Kennis in beeld. Denken en doen in de Middeleeuwen
Artesliteratuur in de Nederlanden 8
Andrea van Leerdam et al. (red.)
Uitgeverij Verloren, Hilversum 2014. 196 pag. € 25
ISBN 9065506799
Er wordt wel eens gedacht dat vrijwel alle oude kennis in de loop der eeuwen verloren is gegaan of zelfs opzettelijk vernietigd, en dat de visie op natuur, mens en heelal die naar voren komt in wicca, heidendom en magie slechts met de grootste inspanning, verhulling en geheimhouding behouden kon blijven en kon worden overgeleverd. Bij nadere beschouwing blijkt echter veel uit de ‘geheime en esoterische’ tradities terug te gaan op opvattingen uit de oudheid en/of het christendom, die lange tijd werden gerekend tot de kennis waarover een ontwikkeld persoon diende te beschikken, en die nog altijd hun sporen nalaten in de manier waarop zaken worden afgebeeld, omschreven, ervaren of gewoontegetrouw gedaan.

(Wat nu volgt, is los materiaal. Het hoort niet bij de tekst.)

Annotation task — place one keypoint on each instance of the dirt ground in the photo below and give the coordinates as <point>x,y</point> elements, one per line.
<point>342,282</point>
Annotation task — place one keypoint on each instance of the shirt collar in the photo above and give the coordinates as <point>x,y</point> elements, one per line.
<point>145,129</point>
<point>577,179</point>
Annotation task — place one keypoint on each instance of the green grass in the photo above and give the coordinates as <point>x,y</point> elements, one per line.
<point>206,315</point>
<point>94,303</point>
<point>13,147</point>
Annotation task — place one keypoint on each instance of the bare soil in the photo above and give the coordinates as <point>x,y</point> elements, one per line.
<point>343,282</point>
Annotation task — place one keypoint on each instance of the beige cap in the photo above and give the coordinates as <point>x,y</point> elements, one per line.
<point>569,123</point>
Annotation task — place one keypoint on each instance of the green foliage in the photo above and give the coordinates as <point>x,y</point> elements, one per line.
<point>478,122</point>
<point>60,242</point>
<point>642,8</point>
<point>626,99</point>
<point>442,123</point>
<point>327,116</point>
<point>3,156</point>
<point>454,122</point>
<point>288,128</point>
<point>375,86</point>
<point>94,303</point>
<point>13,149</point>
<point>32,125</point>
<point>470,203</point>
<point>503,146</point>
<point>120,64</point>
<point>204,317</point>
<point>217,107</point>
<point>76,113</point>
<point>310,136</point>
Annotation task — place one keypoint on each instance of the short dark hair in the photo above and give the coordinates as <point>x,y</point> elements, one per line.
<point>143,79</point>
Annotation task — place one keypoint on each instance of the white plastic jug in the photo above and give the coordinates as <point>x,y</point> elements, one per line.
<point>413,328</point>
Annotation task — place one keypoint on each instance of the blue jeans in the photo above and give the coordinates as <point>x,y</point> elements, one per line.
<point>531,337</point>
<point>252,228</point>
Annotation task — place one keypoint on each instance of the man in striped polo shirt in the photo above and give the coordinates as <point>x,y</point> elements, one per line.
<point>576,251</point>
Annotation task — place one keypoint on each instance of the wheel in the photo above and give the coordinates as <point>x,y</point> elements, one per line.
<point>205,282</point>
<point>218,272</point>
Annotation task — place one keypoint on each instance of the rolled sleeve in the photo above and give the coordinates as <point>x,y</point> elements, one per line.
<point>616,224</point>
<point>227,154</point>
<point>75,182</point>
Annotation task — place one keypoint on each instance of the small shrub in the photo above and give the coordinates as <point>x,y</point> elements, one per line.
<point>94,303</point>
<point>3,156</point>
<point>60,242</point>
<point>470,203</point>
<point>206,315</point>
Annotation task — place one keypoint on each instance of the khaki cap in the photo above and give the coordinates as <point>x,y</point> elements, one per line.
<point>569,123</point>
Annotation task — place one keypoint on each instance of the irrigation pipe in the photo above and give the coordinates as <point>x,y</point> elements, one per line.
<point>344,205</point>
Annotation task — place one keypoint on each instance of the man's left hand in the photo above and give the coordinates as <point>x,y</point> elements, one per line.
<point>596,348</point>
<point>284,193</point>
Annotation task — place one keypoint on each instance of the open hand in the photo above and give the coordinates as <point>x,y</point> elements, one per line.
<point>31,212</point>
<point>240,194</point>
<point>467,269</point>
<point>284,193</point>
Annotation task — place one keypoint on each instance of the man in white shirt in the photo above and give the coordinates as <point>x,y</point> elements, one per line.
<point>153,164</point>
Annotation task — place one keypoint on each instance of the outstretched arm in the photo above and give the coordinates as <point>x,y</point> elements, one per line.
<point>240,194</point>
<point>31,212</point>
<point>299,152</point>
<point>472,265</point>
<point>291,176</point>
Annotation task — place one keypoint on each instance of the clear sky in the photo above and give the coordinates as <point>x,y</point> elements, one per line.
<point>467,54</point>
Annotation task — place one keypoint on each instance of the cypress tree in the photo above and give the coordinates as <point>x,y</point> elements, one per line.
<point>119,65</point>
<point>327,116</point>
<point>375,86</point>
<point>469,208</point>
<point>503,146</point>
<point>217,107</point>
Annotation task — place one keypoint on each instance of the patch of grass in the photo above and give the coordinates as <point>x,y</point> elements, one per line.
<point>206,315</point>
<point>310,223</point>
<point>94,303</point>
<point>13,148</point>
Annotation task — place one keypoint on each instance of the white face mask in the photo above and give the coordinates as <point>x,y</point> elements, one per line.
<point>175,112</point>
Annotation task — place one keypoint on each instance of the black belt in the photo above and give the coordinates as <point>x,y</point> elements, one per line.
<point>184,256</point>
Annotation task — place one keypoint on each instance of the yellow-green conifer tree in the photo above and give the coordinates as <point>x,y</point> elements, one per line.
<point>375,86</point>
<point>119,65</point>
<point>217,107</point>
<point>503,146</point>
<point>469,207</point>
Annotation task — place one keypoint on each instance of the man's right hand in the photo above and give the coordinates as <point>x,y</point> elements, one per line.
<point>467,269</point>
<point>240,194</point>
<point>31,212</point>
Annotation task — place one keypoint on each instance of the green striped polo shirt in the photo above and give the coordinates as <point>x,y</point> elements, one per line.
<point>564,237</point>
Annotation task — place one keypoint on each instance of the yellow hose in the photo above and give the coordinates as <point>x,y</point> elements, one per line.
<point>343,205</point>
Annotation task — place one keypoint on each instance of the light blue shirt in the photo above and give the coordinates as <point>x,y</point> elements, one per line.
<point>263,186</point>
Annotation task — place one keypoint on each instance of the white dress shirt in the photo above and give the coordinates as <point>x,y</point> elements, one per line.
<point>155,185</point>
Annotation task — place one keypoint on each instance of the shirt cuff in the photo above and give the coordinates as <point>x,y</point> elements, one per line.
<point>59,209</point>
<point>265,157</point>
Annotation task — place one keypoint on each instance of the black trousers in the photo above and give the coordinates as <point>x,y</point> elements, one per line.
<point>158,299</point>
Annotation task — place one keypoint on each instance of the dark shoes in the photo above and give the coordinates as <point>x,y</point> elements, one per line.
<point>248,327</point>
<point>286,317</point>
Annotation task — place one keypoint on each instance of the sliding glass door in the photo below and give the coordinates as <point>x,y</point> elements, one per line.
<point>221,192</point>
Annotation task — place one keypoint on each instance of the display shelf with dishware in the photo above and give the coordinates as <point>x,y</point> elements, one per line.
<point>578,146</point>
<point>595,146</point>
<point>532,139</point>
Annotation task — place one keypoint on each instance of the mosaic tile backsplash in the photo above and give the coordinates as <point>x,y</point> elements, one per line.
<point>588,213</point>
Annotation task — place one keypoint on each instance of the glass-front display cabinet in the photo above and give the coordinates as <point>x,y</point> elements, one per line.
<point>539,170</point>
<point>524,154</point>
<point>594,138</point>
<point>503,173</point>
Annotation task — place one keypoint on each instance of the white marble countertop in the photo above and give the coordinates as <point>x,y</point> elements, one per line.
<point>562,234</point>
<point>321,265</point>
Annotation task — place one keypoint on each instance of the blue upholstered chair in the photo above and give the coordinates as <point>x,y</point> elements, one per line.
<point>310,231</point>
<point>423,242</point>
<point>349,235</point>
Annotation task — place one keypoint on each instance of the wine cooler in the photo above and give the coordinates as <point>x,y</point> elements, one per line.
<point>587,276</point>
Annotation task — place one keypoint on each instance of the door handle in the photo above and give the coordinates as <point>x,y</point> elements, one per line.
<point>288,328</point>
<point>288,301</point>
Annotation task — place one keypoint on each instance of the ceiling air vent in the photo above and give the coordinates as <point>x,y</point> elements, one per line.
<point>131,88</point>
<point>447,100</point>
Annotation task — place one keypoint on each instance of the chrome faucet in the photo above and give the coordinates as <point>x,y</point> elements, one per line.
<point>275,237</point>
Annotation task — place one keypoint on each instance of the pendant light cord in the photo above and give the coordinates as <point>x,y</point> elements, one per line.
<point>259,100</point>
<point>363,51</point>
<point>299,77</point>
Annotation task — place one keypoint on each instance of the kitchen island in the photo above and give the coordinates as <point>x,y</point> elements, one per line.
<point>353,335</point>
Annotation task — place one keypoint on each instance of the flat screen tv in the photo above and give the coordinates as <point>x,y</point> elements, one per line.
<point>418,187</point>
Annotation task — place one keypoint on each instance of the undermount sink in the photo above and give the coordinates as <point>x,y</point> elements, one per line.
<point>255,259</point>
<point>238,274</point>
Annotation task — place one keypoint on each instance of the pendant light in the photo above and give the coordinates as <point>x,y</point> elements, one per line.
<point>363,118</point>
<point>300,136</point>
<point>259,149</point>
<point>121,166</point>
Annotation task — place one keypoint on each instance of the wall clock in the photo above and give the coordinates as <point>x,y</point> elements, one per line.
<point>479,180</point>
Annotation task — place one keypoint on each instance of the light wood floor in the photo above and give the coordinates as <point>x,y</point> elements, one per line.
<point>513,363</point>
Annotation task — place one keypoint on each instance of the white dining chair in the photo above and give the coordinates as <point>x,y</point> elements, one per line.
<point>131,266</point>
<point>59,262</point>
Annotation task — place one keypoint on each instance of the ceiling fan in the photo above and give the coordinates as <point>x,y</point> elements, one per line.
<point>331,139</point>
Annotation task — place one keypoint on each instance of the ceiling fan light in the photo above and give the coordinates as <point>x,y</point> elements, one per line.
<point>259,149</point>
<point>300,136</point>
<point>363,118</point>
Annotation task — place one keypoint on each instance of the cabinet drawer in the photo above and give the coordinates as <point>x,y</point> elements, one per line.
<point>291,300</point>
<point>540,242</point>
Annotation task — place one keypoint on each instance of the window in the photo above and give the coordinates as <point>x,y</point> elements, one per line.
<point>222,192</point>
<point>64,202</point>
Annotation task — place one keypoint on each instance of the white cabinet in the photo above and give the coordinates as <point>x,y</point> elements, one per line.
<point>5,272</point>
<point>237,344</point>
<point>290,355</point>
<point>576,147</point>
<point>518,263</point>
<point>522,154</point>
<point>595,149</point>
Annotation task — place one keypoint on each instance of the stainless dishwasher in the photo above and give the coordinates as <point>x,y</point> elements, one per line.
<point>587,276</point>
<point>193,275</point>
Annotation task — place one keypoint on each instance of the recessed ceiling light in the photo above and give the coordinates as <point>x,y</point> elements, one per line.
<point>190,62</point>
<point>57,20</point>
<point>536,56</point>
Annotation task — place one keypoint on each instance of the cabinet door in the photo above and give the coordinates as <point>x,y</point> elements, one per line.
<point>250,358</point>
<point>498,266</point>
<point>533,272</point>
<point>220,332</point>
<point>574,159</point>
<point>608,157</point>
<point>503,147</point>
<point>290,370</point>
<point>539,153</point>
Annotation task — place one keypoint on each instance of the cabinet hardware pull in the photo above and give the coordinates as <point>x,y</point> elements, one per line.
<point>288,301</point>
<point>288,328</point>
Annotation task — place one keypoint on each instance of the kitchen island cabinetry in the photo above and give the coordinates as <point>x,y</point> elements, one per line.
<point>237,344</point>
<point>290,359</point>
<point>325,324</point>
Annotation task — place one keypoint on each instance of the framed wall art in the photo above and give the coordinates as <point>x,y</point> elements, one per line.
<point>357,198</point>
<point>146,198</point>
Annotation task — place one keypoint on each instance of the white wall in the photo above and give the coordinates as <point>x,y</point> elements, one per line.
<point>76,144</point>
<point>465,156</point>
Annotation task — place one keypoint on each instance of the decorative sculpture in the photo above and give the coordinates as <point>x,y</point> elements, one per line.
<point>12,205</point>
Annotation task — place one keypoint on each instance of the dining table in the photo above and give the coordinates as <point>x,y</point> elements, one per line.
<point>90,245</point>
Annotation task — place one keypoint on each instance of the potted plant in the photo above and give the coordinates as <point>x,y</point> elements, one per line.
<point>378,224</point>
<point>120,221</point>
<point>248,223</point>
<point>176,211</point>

In de middeleeuwen vormden de zeven vrije kunsten of artes liberales de intellectuele kern van de wetenschap. Er waren drie taalkundige vakken (het trivium van grammatica, dialectica of logica, en retorica of theologie) en vier mathematische (het quadrivium van rekenkunde, meetkunde, muziek en astronomie). De middeleeuwse artes waren geen louter religieuze aangelegenheden. De achterliggende gedachte was wel dat men tot een beter begrip van Gods plan met de wereld en de mensheid kon komen, door inzicht te krijgen in de natuur. Maar men bestudeerde bijvoorbeeld het verband tussen de seizoenen en de gezondheid, en greep daarbij zonder bezwaren terug op klassieke, niet-christelijke auteurs. Ook de zeven planetaire hemelsferen met hun Romeinse godennamen werden probleemloos geïntegreerd in het denken over de invloed van de macrocosmos op de microcosmos van het menselijk lichaam. In de artes magicae (magische kunsten) baseerde men zich eveneens op deze theorieën, bijvoorbeeld bij het maken van een talisman.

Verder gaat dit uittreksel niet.